We had such fun! I'm not sure who was more exhausted by the end of the evening-the kids or us! We ran, we rolled, we jumped, we climbed, we flew and we creeped..and then we did it again!
It was Evie's 8th Birthday and she got her ears pierced..big girl. She is a beautiful girl with a spirit to match. She reminds me of her mama. I love the way she is who God has made her to be! She loves hard, plays hard and when she lets you into her heart and shares her little self, she has beautiful thoughts and ideas. She has helped me in my journey. Evie shared with me her secrets on  how to handle some of my anger issues. Good stuff, Evie. She teaches me when I am with her, as do all my grand-Angels, about God's pure love. His ability to heal through time and fill me up with His goodness by opening my heart to my grand children and accepting their gifts of unconditional love.
There is something so special about holding a child's hand and hearing them sing..one,two,three..swing me, grandma! It melts my heart every time..
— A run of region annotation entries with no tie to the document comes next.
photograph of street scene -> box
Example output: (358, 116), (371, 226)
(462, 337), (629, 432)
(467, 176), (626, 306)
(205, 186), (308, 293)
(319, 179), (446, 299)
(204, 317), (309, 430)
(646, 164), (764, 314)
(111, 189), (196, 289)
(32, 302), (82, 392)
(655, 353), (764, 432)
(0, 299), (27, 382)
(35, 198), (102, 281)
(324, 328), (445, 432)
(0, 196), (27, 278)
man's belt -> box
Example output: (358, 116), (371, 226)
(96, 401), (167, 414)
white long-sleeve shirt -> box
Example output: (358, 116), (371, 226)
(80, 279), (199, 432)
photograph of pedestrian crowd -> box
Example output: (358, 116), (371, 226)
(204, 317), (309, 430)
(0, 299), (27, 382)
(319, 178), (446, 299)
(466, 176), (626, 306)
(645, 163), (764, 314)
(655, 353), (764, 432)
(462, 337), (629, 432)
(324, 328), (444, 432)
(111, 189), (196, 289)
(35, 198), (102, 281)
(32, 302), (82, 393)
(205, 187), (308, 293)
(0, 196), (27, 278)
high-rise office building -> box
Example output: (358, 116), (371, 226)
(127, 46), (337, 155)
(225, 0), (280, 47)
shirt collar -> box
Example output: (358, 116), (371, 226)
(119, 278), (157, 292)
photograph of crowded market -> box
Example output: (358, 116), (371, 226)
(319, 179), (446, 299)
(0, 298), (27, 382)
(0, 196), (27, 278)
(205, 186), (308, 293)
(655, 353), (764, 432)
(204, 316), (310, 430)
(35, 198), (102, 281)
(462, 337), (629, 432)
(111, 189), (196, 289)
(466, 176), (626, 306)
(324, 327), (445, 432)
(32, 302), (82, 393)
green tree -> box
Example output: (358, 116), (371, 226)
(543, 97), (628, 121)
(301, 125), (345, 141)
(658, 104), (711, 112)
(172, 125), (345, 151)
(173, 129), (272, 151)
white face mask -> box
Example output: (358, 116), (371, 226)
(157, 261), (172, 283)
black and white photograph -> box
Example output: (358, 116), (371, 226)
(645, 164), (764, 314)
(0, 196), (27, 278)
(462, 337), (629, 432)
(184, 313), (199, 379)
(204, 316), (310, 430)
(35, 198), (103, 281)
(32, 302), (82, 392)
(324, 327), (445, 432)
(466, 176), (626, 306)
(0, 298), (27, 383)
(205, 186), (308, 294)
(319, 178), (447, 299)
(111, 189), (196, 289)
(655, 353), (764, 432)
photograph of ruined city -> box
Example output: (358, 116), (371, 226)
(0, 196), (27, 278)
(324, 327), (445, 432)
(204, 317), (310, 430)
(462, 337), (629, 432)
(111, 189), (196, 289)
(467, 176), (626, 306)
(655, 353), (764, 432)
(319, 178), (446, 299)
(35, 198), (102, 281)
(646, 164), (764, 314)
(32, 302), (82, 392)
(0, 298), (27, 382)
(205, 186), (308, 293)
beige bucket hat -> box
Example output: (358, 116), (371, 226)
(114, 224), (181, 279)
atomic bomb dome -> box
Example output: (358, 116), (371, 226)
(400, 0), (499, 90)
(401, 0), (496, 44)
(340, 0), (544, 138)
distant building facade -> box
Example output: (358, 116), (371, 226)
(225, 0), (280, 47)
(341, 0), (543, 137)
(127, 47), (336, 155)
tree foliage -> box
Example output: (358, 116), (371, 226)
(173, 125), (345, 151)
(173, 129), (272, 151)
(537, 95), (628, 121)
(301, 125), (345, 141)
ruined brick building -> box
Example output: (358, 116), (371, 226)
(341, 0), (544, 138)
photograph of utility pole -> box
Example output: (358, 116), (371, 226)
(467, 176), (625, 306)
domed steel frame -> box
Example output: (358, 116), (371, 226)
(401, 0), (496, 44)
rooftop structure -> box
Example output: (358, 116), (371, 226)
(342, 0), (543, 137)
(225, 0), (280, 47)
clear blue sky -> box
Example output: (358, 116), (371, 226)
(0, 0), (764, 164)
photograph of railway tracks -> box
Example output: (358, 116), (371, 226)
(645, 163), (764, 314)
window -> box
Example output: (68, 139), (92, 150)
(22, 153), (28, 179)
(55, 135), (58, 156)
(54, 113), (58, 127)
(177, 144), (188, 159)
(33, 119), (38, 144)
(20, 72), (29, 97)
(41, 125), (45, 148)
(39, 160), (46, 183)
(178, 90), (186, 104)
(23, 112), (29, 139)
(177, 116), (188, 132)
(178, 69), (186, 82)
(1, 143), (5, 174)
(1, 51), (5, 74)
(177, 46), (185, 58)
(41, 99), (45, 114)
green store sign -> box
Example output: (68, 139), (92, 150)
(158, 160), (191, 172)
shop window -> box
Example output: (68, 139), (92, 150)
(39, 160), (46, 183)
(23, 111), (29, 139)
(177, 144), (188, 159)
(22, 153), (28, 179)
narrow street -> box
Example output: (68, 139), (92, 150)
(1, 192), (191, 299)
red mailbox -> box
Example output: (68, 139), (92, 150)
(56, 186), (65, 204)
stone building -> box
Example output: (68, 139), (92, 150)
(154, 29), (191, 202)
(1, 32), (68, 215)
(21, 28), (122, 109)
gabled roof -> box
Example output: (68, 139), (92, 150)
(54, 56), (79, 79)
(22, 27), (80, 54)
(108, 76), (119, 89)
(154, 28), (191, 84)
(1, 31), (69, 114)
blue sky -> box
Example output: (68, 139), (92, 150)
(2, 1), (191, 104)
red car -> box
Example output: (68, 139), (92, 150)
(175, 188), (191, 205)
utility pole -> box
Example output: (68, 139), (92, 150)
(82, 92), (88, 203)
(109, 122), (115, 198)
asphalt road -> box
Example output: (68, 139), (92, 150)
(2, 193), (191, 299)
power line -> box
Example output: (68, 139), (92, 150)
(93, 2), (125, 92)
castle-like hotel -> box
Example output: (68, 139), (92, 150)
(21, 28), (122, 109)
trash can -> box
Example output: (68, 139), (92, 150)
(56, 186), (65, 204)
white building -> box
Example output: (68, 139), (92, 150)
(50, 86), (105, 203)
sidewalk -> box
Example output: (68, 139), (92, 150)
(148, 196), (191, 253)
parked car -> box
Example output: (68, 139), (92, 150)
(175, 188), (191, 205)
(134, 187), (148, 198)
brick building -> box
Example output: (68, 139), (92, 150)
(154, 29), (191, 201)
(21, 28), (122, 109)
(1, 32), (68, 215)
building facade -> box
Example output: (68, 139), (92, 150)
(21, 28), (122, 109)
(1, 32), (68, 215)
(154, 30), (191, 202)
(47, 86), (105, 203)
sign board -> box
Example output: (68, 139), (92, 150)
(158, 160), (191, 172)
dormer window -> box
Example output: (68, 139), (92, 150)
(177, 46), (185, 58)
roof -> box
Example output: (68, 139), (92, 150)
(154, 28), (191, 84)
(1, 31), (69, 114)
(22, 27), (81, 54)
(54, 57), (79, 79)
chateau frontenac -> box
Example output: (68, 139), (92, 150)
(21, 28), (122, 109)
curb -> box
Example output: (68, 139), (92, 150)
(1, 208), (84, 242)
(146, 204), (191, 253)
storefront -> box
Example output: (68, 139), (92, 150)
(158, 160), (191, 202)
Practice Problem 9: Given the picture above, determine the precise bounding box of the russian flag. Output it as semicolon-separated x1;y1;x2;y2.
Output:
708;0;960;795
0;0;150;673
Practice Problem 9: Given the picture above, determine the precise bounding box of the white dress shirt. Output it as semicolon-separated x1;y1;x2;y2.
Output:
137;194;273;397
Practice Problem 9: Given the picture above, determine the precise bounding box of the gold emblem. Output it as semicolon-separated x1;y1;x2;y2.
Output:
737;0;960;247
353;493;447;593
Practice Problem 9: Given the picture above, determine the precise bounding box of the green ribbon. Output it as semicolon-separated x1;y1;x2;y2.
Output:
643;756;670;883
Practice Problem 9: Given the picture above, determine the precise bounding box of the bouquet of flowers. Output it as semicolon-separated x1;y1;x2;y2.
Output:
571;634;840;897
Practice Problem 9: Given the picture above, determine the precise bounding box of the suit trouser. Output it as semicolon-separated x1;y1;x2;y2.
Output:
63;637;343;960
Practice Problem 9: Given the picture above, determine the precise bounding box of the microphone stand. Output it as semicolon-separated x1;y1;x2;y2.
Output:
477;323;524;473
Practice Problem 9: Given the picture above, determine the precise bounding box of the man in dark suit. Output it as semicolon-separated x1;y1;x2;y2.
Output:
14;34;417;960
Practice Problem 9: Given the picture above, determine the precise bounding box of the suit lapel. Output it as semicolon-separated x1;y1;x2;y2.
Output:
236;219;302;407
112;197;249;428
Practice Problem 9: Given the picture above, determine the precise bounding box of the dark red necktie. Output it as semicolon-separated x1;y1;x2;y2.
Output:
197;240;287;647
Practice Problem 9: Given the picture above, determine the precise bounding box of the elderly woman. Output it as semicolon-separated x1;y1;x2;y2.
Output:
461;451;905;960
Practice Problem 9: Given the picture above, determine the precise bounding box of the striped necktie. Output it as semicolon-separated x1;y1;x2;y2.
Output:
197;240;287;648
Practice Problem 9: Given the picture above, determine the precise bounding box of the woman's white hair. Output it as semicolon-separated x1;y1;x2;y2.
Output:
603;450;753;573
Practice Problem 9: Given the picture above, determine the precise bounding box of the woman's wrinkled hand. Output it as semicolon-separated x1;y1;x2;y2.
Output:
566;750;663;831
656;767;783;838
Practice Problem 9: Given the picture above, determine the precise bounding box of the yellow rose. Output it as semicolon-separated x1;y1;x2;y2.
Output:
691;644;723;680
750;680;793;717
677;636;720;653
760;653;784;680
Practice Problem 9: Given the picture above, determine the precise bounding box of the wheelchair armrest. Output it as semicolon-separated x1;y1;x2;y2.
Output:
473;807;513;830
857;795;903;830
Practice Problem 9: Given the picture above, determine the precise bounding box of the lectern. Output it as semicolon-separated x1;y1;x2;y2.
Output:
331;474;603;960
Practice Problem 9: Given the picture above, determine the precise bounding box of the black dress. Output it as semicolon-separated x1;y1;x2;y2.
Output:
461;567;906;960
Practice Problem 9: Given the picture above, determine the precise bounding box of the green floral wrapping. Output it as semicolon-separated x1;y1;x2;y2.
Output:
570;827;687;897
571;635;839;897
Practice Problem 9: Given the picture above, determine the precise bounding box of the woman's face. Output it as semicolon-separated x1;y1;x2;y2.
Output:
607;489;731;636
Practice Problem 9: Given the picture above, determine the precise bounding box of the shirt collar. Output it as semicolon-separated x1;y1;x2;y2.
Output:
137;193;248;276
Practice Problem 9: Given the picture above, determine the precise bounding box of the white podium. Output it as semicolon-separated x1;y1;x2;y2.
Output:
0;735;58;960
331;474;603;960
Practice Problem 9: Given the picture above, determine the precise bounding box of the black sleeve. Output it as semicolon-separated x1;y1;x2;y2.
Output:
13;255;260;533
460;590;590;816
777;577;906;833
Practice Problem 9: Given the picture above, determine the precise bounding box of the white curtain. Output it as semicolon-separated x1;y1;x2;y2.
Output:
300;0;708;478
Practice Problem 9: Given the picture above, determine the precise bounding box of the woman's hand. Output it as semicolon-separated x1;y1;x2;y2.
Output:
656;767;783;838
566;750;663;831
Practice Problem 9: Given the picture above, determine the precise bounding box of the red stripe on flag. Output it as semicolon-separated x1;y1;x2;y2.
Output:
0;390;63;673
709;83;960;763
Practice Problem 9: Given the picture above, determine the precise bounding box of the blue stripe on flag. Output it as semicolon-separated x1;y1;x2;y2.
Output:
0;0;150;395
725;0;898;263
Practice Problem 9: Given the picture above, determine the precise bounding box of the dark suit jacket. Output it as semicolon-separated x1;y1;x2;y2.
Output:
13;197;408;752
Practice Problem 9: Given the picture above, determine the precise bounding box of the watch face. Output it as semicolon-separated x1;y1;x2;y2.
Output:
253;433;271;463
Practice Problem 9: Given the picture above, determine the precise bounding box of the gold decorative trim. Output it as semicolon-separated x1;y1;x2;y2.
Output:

I watched them on the playground with other kids and thought, what a fine job their parents are doing. They all played with other kids, shared nicely, took turns and watched out for each other. My heart was overflowing with love and warmth.
Through my grief and sadness-God provides. He teaches me daily through others, especially the children, for they are pure of heart. His love is endless and His mercy is great!
We celebrated Evie's birthday with cupcakes at her school, a few gifts from family and friends, new pierced ears..but I am the one who received a beautiful gift. Another cherished memory to tuck away.

Thank you, Lord. Your love fills me up and my heart overflows! Today I will be grateful for this hectic chaos. It is grand! I will relish the craziness and the fun! I will remember my youth and linger in the past a moment or two, breathe deeply of the scent of childhood and what memories are there. I will praise You for the goodness of my children and my grand children. They are so precious to me, Lord. Thank you, for your patience with me in realizing my priorities. Thank you for not giving up on me but for providing me with opportunities to grow in the art of being a "good grandma."
Thank you for the blessings you send me each and every day, Lord..in the form of daily life.
Lord, I pray for the day when I might see You and bow before Your Heavenly throne and thank you
for Your very special love and how You filled me up!